We got to McKay Dee hospital where they were waiting for us. They quickly got an xray and put in an IV (the first time! last time it took us six tries to get a vein). Her heart rate which should be around 120ish was about 200. Her respiratory rate was between 50 and 100 breaths per minute. It should be around 30 (I think. That’s what it is right now). The xray showed a little bit of gunk in the lungs, but not so much that would explain why she was having such difficulty. They decided to move her to Primary Children’s in Salt Lake City- by helicopter.
I’m pretty sure there’s nothing quite as scary as putting your baby in a helicopter and then watch it fly away. I couldn’t do it. I couldn’t stand. As the blades started rotating I thought I was going to pass out. The Lifeflight lady was AMAZING. As I was walking from the helicopter after putting her on, she was running out to leave. She stopped and grabbed me and hugged me tight. She told me to breathe. Just breathe. That everything was going to be okay. That she was going to be fine. So so amazing that someone would be so compassionate to someone who probably looked so pathetic. Not that I didn’t have a right to be, but man. I am an UGLY crier.
Melanie was there. She was there the whole time. When I couldn’t watch them draw blood for cultures because I was getting sick, she was there. When I was sobbing uncontrollably as the chopper was taking off, she was there, crying too. Melanie always seems to be there for things like this. Maybe it’s because she so perfect at handling really tough situations. She was there when Shelby was diagnosed with lymphoma. Or maybe she’s the harbinger of death. Either way, I’m glad she was there.
You know who else made his presence known, too? My dad. He was there. He in his special way let me know that he was aware and was watching.
The chopper was up and out of view faster than I had expected. I sat in Melanie’s car willing myself to just breathe. It was tough. I’m not used to being so out of control. I can’t tell you how terrifying it was to think that my daughter was in a freaking BIRD. So sick. So far away. So fast.
Anyways, we got to the hospital and they moved us from the ER to the Pediatric Intensive Care Unit, which is where I am now. They are forcing air into her lungs at 4 liters per whatever right now. She started out at 8, so this is progress. She’s up and around and playing a little and is pretty happy. She hates her nasal cannula and all of the wires and is making good work of pulling them off over and over.
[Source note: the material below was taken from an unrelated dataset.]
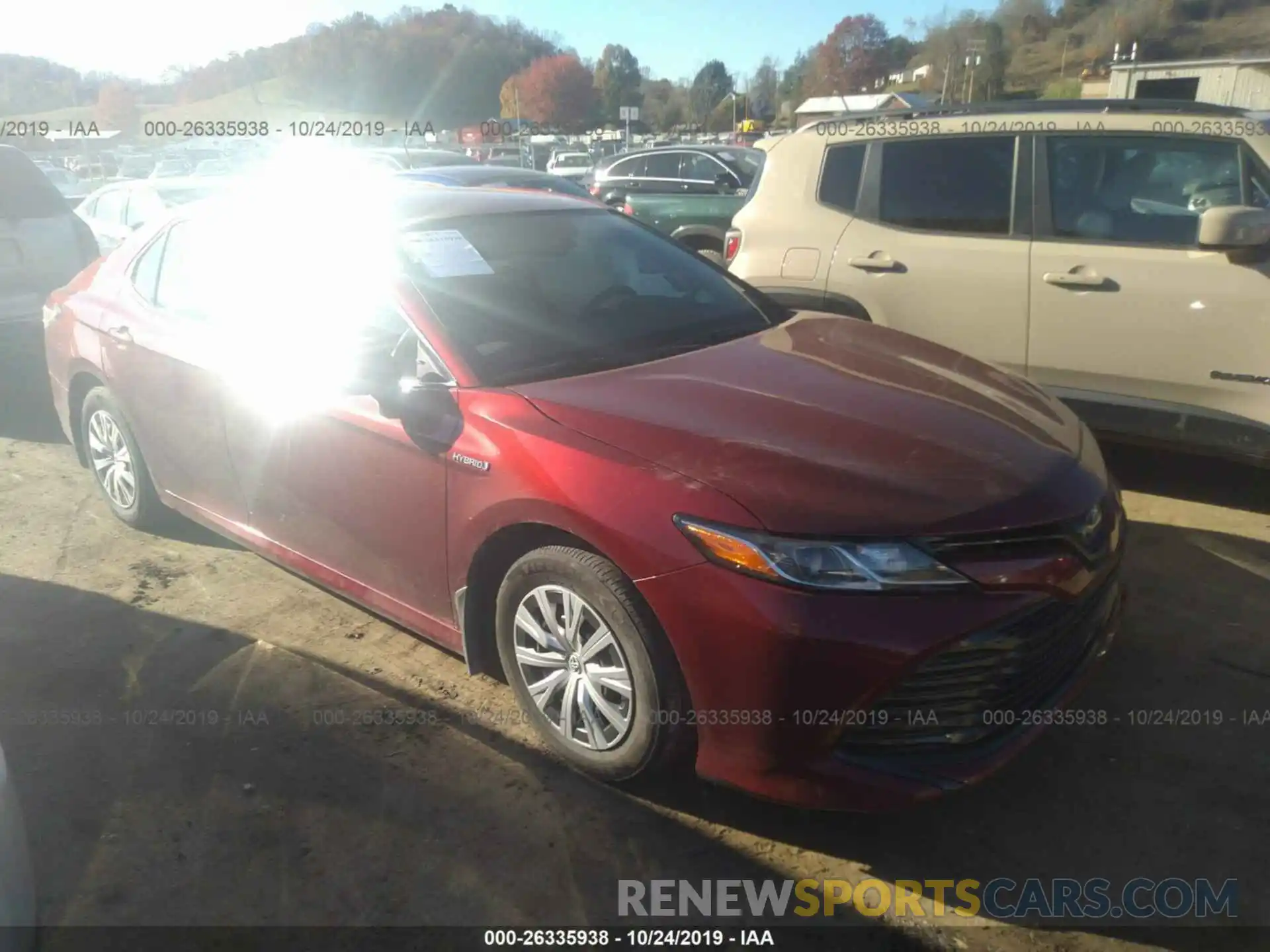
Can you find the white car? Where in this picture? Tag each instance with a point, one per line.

I’ve spent most of the time just holding her. Still so afraid. What would have happened if I hadn’t gone in and checked on her? We could have lost her. It’s too much to think about. So I’m not going to any more.
Lance is here now. Bishop Weist gave us a plane ticket and Heather dropped him off at the airport with an envelope full of cash. She’s going to be so pissed that I wrote that. I don’t care. She deserves to once in a while have people know the things that she does.
The doctors are back. I’ll write more later.